= Harley Reagan =

American pretendian and New Age figure

Harley "Swiftdeer" Reagan (1941–2013) was an American pretendian and New Age spiritual leader. He is known for founding the Deer Tribe Metis Medicine Society and for developing Chulukua, a martial art, and Chuluaqui Quodoushka, a collection of sexual techniques and theories.

==Biography==
Reagan was born in Texas, to an allegedly Cherokee parent and a white parent.

==Chuluaqui Quodoushka==
According to Reagan and his followers, the "Quodoushka teachings" (also known as "the "Q" to adherents), guided exercises, and rituals allow a person to improve relationships and reach "higher levels" of orgasm and sexual ecstasy. Demonstrations at Chuluaqui Quodoushka retreats include male and female self-pleasuring techniques, close-up examinations to show variations in the shapes of genitalia, and participants having sexual intercourse while Reagan and other trainers watch and "coach" them.

===Criticism===
The sexual rites of passage Reagan said are drawn from spiritual practices of the Olmec, Mayan and Toltec cultures, and what he claimed are secret societies within the Cherokee Nation, have been denounced as fraudulent by the traditional teachers of these cultures. Many cultures contain rites of passage—usually social and spiritual ceremonies held as a child enters adulthood. Reagan claimed to take inspiration from these ceremonies. But his critics agree that his claims about these ceremonies starkly contrast with the teachings and beliefs of the cultures he claims to represent. The Cherokee Nation disavows Reagan's claims entirely, noting that Reagan was not an enrolled member of the Cherokee Nation or a member of any Cherokee community. After being denounced by the Cherokee Nation, Reagan abruptly changed his story and claimed the teachings are inspired by a variety of cultures.

===Language===
In the workshops a woman's genitalia are called "tupuli", which Reagan claimed is a Cherokee term for "sacred black hole of creation", and a man's genitalia are called "tipilli", which Reagan said is a Cherokee term meaning "like a tipi pole". According to Durbin Feeling, a linguistic specialist for the Cherokee Nation, there are no such words in the Cherokee language, and Cherokee do not and never have lived in tipis. In fact, the word "tipili" applied to genitals is likely taken from Gary Jennings's novel Aztec. Feeling said Chu-Lua-Qui refers to Cherokee people; he said the closest translation he could find for Quodoushka is "(a)qwv-tol u- ska", a graphic term for a male sexual organ that has nothing to do with Cherokee spirituality. "It's pretty ugly. I don't know if [Reagan] realizes what it means." Feeling added, "He probably does know what it means."

===Credentials===
There is no evidence that Chuluaqui Quodoushka is based on ancient traditions. Much of the ancient Maya religious tradition is still not understood by scholars and there is no surviving information about Mayan sex rituals. The Olmecs were a people in Mexico who predated the Aztecs. Their culture disappeared and the only clues left about them are some stone statues and hieroglyphic carvings. Olmec mythology has left no documents and therefore cannot have anything to do with modern-day sex rituals. Reagan also claimed without evidence that the teachings are also Toltec in origin.
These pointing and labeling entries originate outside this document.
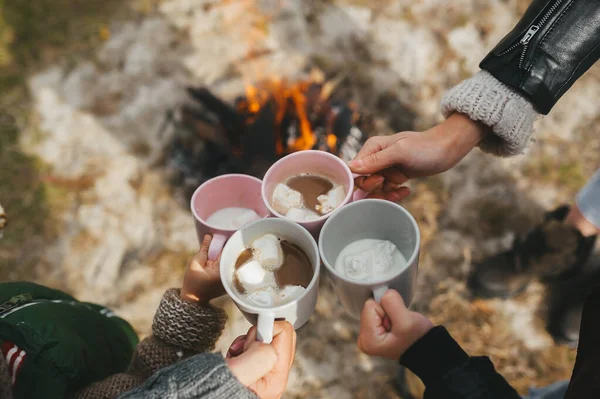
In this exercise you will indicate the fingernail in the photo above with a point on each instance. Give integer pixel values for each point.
(356, 164)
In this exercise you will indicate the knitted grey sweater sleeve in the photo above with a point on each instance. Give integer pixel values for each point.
(203, 376)
(485, 99)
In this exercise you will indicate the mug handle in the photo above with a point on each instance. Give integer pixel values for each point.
(264, 327)
(216, 245)
(379, 291)
(358, 194)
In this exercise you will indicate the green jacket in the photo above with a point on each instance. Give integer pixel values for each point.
(55, 345)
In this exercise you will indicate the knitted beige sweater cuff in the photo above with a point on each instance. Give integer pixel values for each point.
(188, 325)
(510, 115)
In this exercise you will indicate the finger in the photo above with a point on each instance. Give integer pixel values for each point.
(374, 162)
(293, 349)
(202, 255)
(237, 347)
(250, 337)
(394, 175)
(371, 319)
(387, 323)
(212, 268)
(283, 342)
(253, 364)
(393, 196)
(393, 305)
(369, 183)
(374, 144)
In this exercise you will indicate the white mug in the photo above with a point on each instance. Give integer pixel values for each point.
(298, 311)
(375, 219)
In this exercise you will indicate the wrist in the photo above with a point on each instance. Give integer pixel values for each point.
(461, 134)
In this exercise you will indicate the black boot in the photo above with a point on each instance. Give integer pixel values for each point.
(552, 250)
(566, 300)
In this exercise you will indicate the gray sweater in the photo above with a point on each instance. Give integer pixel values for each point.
(204, 376)
(510, 115)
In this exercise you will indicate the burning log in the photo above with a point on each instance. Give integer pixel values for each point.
(271, 119)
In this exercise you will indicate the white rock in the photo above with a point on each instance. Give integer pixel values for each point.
(264, 298)
(331, 200)
(268, 251)
(254, 277)
(302, 214)
(289, 293)
(284, 198)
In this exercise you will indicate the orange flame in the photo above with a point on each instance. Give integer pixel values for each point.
(287, 98)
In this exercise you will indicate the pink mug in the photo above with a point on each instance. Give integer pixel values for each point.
(233, 190)
(310, 161)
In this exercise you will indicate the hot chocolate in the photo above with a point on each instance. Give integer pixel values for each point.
(272, 272)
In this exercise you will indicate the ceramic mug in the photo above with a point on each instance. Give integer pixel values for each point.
(375, 219)
(232, 190)
(298, 311)
(310, 161)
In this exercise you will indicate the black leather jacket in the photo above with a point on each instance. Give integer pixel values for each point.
(553, 44)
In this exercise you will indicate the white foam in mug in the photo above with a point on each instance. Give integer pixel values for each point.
(380, 222)
(367, 260)
(232, 218)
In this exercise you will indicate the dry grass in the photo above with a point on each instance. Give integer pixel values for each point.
(32, 35)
The Cherokee Nation firmly denies any involvement in the Chuluaqui-Quodoushka. Reagan appeared on the HBO program "Real Sex in America" in 1992, promoting Quodoushka as a Cherokee ritual. The chief of the Cherokee Nation of Oklahoma at the time, Wilma Mankiller, threatened to sue HBO for misrepresentation, and the Cherokee passed a resolution condemning Reagan and other "plastic shamans". Some believe that in order to avoid a lawsuit, Reagan changed his story to the claim that Quodoushka is a blend of many ancient sexual traditions.
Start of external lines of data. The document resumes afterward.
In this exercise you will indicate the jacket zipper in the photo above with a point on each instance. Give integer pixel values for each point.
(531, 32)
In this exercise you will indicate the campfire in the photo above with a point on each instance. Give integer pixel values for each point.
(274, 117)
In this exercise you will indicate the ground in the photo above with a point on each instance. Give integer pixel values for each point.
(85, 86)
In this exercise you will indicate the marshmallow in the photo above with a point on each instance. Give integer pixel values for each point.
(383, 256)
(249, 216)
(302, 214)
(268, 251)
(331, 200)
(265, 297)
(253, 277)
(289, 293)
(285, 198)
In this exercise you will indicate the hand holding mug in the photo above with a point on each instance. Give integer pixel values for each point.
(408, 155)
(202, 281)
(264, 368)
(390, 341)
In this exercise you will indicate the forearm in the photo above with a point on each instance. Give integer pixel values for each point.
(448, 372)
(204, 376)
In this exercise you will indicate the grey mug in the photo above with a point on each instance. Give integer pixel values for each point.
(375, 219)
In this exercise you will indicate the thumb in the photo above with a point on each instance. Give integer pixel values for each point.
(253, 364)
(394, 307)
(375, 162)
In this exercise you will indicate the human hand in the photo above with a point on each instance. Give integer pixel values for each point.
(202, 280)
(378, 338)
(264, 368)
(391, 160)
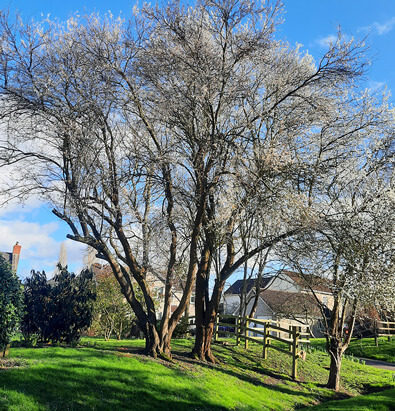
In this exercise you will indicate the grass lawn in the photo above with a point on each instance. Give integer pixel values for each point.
(366, 348)
(114, 375)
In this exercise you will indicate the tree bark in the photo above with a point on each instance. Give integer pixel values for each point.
(335, 353)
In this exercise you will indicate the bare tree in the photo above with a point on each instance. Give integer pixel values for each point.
(178, 122)
(352, 250)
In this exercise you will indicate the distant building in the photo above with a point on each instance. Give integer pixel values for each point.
(13, 258)
(157, 287)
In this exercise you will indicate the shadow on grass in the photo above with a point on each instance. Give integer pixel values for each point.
(379, 401)
(75, 382)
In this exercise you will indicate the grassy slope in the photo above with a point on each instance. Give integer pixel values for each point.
(366, 348)
(111, 376)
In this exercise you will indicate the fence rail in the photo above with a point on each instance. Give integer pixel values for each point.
(385, 329)
(230, 325)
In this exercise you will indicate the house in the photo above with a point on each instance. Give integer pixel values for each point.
(13, 258)
(284, 296)
(157, 286)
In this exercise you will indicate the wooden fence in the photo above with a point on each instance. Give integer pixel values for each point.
(263, 332)
(384, 329)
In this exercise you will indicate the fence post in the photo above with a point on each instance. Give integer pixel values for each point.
(295, 337)
(247, 324)
(237, 329)
(265, 340)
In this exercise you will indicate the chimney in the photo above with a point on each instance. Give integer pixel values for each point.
(17, 249)
(15, 256)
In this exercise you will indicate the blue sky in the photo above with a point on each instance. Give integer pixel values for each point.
(308, 22)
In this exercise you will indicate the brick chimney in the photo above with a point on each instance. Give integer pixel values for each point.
(15, 256)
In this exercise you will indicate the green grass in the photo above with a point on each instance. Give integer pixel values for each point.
(114, 375)
(379, 401)
(366, 348)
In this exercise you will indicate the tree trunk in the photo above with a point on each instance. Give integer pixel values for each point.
(202, 348)
(152, 342)
(336, 360)
(205, 325)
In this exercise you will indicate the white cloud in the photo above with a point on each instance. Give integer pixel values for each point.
(326, 41)
(385, 27)
(35, 239)
(376, 85)
(380, 28)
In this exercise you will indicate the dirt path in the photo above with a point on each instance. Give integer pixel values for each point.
(379, 364)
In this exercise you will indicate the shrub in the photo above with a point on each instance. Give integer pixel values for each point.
(10, 302)
(61, 311)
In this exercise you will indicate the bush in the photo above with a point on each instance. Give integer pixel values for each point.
(58, 312)
(10, 302)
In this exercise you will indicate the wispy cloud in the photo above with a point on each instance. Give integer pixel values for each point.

Richard Allen, a research and policy analyst of the Cherokee Nation, said of the Chuluaqui Quodoushka, "Reagan's made it up. We learn about sex like everyone else does, behind the barn."

===Proponents===
One of the fans of the "Q" is pornographic film actor Porsche Lynn, who studied with Reagan and has praised the "Q" workshops.

===In film===
The movie Quodoushka, Native American Love Techniques (or Quodoushka) came out in 1991, distributed by Vivid Video and starring such porn actors as Ashley Nicole, Heather Hart, Hyapatia Lee, and Madison. Lee was a student of Reagan's and claims to be of Cherokee descent. The film is a pornographic film made to look like a documentary. It depicts various women of supposedly Cherokee ancestry copulating in various ways, mostly with white men.

==Chulukua==
Reagan also created and taught "Chulukua-ryu", a martial art he claimed combined Japanese and Native American fighting techniques "into an unbeatable system".